Taj,
Even 4 times faster (400 sec for 68MB) is not very fast. First try to
scp a similar sized file between the hosts involved. If this transfer is
slow, first fix this issue. Try to place the test file on the same
partition where HDFS data is stored.
With tcpdump, first make sure amount of data transfered matches around
68MB that you expect.. and check for any large gaps in data packets
comming to the client. Also when the client is reading, check netstat on
both client and the datanode.. note the send buffer on datanode and recv
buffer on the client.

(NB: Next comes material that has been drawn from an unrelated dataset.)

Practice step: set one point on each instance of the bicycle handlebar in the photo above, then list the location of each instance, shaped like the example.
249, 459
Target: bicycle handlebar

If datanodes send buffer is non-zero most of the
time, then you have some network issue, if recv buffer on client is
full, then client is reading slow for some reason... etc.
hope this helps.
Raghu.
j2eeiscool wrote:
Hi Raghu,
Good catch, thanx. totalBytesRead is not used for any decision etc.

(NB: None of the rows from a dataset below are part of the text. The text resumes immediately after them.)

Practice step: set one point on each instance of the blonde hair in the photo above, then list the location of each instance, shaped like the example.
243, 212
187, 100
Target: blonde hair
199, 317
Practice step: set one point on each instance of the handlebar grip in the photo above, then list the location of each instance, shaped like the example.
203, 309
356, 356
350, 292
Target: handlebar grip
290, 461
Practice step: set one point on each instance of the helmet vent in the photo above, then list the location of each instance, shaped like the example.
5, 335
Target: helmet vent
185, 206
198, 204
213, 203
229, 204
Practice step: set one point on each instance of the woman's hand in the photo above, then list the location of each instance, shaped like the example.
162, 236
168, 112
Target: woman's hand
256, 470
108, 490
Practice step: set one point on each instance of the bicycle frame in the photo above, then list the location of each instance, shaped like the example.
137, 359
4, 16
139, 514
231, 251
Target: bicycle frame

I ran the client from another m/c and read was about 4 times faster.
I have the tcpdump from the original client m/c.
This is probably asking too much but anything in particular I should be
looking in the tcpdump.
Is (tcpdump) about 16 megs in size.
Thanx,
Taj
Raghu Angadi wrote:
Thats too long.. buffer size does not explain it. Only small problem I
see in your code:
> totalBytesRead += bytesReadThisRead;
> fileNotReadFully = (bytesReadThisRead != -1);
totalBytesRead is off by 1. Not sure where totalBytesRead is used.
If you can, try to check tcpdump on your client machine (for datanode
port 50010)
Raghu.
j2eeiscool wrote:
Hi Raghu,
Many thanx for your reply:
The write takes approximately: 11367 millisecs.
The read takes approximately: 1610565 millisecs.
File size is 68573254 bytes and hdfs block size is 64 megs.